それ程に、殺意に満ちた顔で、中田は去って行ったのであった。
「だ、大丈夫でしょうか、あれ?」
「マズい気がしなくもないわね。本当に大丈夫かしら」
中田が二人を押しのけ去って行く時、殺してやると殺害宣言が聞こえたのが二人の不安を加速させたのだった。
図書室に戻ってきた沢木、忌引、井筒の三人は、暇を持て余していた。
最初は本でも読もうかとしていたのだが、肉体関係を持った女性二人と一緒ということもあって本に集中など出来るはずもなく、ただただ変な空気に支配された気まずい時間が過ぎていく。

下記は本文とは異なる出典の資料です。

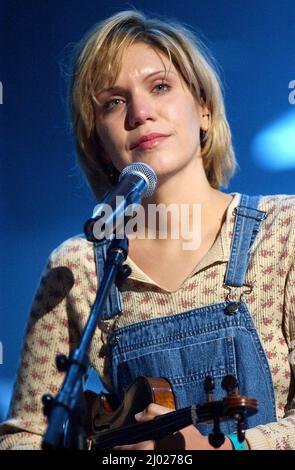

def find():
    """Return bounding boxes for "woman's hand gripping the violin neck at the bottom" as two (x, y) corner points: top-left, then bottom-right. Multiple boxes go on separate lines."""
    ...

(114, 403), (233, 450)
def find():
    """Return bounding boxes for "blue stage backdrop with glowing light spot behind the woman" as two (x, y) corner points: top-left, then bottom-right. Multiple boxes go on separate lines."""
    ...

(0, 0), (295, 419)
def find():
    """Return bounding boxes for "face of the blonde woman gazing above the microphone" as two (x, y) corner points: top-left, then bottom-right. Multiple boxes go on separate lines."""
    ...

(96, 43), (208, 177)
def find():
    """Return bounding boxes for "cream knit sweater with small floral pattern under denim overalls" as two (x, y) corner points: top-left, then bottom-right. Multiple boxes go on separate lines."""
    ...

(0, 193), (295, 450)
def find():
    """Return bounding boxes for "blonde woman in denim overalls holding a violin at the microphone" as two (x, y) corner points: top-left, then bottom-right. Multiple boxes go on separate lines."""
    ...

(1, 11), (295, 450)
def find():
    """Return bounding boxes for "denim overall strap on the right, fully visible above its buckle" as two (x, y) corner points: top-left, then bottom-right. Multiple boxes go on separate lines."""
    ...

(224, 194), (267, 287)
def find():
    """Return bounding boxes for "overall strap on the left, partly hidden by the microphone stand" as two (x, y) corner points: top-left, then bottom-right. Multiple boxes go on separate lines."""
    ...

(94, 240), (123, 320)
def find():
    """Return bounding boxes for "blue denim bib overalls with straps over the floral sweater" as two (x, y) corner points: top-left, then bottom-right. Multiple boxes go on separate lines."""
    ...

(96, 195), (276, 435)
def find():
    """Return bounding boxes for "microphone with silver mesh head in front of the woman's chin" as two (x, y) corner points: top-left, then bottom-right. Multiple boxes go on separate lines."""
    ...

(84, 162), (157, 242)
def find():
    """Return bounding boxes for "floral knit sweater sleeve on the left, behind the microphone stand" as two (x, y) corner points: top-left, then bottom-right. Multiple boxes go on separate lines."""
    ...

(0, 244), (78, 450)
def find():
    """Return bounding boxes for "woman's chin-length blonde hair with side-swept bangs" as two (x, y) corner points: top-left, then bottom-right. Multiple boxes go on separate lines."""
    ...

(69, 11), (236, 197)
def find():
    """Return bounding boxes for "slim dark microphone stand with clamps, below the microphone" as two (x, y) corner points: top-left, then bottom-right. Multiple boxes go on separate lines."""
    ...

(42, 236), (131, 450)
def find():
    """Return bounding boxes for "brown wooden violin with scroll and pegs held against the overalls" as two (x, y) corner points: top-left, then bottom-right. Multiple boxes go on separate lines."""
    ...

木場たちはまだだろうか? 早く来てくれ。マジマズい。
なんだこの変な空気は……はっ!?
そして沢木は気付いた。
井筒がもじもじとしている。ちらちらと沢木を見て来る。
どう見てもサインを送ってきている。
昨日の今日でもうエロい気分になったようだ。
思わず沢木は忌引を見る。
何でもない風を装いつつも、気配を察したようで恥ずかしそうにしている。
これは手をだして良いと言うサインか、それともアウトか?
どうせ間もなく死ぬかもしれない身だ。ならばもう、遠慮はいらない。
「さ、三人で、する?」
図書室の手前で、そいつはその行為を全て見ていた。
唇を噛みしめ滴る血を飲み干す。
血涙流さん勢いで、所沢勇気は憧れの女性が乱れる姿を見つめていた。
「もう、ダメだ。殺害方法とか、もう、どうでもいい。殺す。殺してやるッ、沢木、沢木ィィ」
がりり、ドアを引っ掻いた爪がはがれる。
血が噴き出すが彼にはどうでもいいことだった。
武器を手に入れないと。殺さないと。鈍器で殺すよりも確実に、そう、確実に死んだのが分かる殺し方がいい。出来れば、忌引光葉の目の前で、沢木修一が死んだことを、そして誰が殺して忌引を沢木の呪縛から解放したのかを知らせるために。
ふらふらと、所沢は去って行く。既に覚悟は決まっていた。
殺す時間今直ぐでも良かったが武器が欲しい。
納得のいく武器を購買に探しに行ったが、納得のいくモノが無かった。
でも、もうそんなことにこだわる意味もない。
だから彼は、家庭科室へと歩を向けた。